むかし・あけぼの

田辺聖子さん訳の、
「むかし・あけぼの」
~小説枕草子~
(1986年初版)角川文庫

27、姥ちっち  ③

2021年11月19日 07時00分46秒 | 「姥ざかり」田辺聖子作










・私が以前、病気をしたときはお政どんが来てくれた。

おトキどんは、家の裏山で、私の電話を聞いて、
急いで刈ったというドクダミをいっぱい持ってきてくれた。

これを風呂に入れ、ドクダミ湯にすれば、

「ようあったまって、腰痛なんかすぐなおります」

十薬といわれるドクダミは、薬を十種あわせたほど効果がある薬草。
陰干しにしたものも持ってきてくれ、お茶代わりに飲むと、
高血圧や便秘、風邪にいいという。

「アカザの葉ぁも、ちょぴっと積んで参じました。
みそ汁の実に入れると高血圧によろしごあんねん」

ドクダミ風呂をおトキどんが用意してくれてる間に私は、
山永夫人、飯塚夫人に電話した。

山永さんはびっくりし、ちゃんと養生するように、
人手が要るようだったら、と言ってくれたが、
これは礼を言って辞退した。

飯塚夫人は二年ばかり前、再婚した人である。
古いわらべ唄で心通わせ、
いまだに夫婦の話題は尽きることがないという。

「まあ!もちろん養生なさらないといけませんわ。
信州はいつでも行けますもの」

その再婚したお父ちゃんは戦友会で四国へ行くので、
その留守中に計画したので、

「でも、ご主人のお留守って、滅多にないんでしょう?残念やわ」

「大丈夫!うちのお父ちゃんはやさしい人やから、
いつでも行かしてくれますわ。

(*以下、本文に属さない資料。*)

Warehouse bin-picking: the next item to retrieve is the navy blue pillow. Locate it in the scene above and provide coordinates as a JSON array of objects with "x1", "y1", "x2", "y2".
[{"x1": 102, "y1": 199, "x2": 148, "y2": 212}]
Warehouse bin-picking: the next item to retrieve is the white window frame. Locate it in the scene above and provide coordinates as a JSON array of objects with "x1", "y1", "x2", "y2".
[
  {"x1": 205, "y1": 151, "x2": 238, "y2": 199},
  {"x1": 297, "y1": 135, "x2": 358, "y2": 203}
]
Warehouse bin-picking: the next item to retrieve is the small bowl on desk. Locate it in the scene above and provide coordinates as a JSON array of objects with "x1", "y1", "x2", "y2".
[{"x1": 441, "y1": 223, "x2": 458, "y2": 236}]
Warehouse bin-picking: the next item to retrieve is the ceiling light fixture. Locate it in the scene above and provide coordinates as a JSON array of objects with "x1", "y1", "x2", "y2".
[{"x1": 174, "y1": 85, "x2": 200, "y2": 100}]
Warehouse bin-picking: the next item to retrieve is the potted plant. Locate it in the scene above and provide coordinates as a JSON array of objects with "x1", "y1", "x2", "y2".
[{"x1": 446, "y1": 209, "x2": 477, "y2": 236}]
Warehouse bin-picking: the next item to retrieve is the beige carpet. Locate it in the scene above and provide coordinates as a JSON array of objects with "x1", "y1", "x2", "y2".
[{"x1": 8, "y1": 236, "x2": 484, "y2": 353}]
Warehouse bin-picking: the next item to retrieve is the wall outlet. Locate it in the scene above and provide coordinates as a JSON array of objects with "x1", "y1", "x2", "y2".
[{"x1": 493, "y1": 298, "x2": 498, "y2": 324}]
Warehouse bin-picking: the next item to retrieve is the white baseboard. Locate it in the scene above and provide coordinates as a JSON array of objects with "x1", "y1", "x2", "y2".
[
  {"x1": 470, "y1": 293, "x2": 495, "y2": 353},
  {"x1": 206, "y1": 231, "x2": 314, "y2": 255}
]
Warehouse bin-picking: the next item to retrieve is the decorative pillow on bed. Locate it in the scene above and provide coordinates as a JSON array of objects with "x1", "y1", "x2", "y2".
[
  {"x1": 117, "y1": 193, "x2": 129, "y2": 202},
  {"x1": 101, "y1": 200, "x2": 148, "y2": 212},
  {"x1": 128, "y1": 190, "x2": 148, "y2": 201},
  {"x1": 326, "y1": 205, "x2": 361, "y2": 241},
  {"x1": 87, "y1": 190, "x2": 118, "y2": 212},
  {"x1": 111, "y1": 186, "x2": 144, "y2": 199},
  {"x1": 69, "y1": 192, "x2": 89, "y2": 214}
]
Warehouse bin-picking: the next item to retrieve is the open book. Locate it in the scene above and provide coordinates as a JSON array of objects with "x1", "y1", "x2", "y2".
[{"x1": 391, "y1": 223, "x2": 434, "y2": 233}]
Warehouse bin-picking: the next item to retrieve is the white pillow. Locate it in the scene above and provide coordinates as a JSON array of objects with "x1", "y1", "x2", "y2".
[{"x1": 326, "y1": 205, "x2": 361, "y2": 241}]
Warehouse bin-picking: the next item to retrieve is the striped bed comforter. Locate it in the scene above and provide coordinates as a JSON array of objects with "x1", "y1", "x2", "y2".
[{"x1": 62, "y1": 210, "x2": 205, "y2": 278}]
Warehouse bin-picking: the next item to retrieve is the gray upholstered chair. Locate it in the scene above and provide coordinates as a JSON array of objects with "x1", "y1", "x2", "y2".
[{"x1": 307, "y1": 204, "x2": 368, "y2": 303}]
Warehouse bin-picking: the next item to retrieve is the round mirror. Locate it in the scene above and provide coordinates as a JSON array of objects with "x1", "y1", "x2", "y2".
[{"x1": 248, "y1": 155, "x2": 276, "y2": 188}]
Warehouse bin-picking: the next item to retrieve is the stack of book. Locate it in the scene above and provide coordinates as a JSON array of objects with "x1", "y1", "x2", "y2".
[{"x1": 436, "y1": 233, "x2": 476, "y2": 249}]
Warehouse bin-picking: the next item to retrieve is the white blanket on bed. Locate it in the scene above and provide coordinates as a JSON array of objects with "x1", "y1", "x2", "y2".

快うなりはったら行きましょ。
どうぞお大事に」

そうこうするうち、

「ドクダミ風呂、でけましてござりま。
ようぬくもって、じ~~っとおつかりやしたら、じきに治ります」

「そうか、おおきに」

誰かが何かしてくれるって、こんな幸せなことがあるやろか、
と、ふと目頭が熱くなった。(目がうるむのも老いのはじめや)

珍しい体の不調に足取りも目頭もつい、失調したのであろう。
人間は、普段はともかく、いざとなったときは一人で生きにくいもの。
群れて生きる、というのは人間の本質なのかもしれぬ。

おトキどんも私の婚家が嫁入り支度をして、
西九条の鉄工所へ嫁づけたが、
戦後は夫の在所の池田へ帰って、しばらく百姓をしていたが、
現在は近郊の土地の値上がりでえらい資産家になり、
畠を作り、自給自足で安気に暮らしている。

「ほんまいうたら、こんな狭いお風呂や無うて、大きいお風呂・・・
うちのお風呂でご寮人さんを養生おさせしとうござります」

「おおきに。けどこのドクダミ湯のおかげで、
ほんに、心持ちもようなった・・・」

目の粗い木綿袋にドクダミは詰め込まれ、
口を絞って結ばれている。

独特のきつい匂いであるが、
ハート型の葉から玄妙な霊汁がにじみ出るのであろう。

「ご寮人さんのは『つかいたみ』というもんでごあっせ」

つかいたみ、というのは、
使い傷みで、略して大阪弁では「つかいたみ」といっている。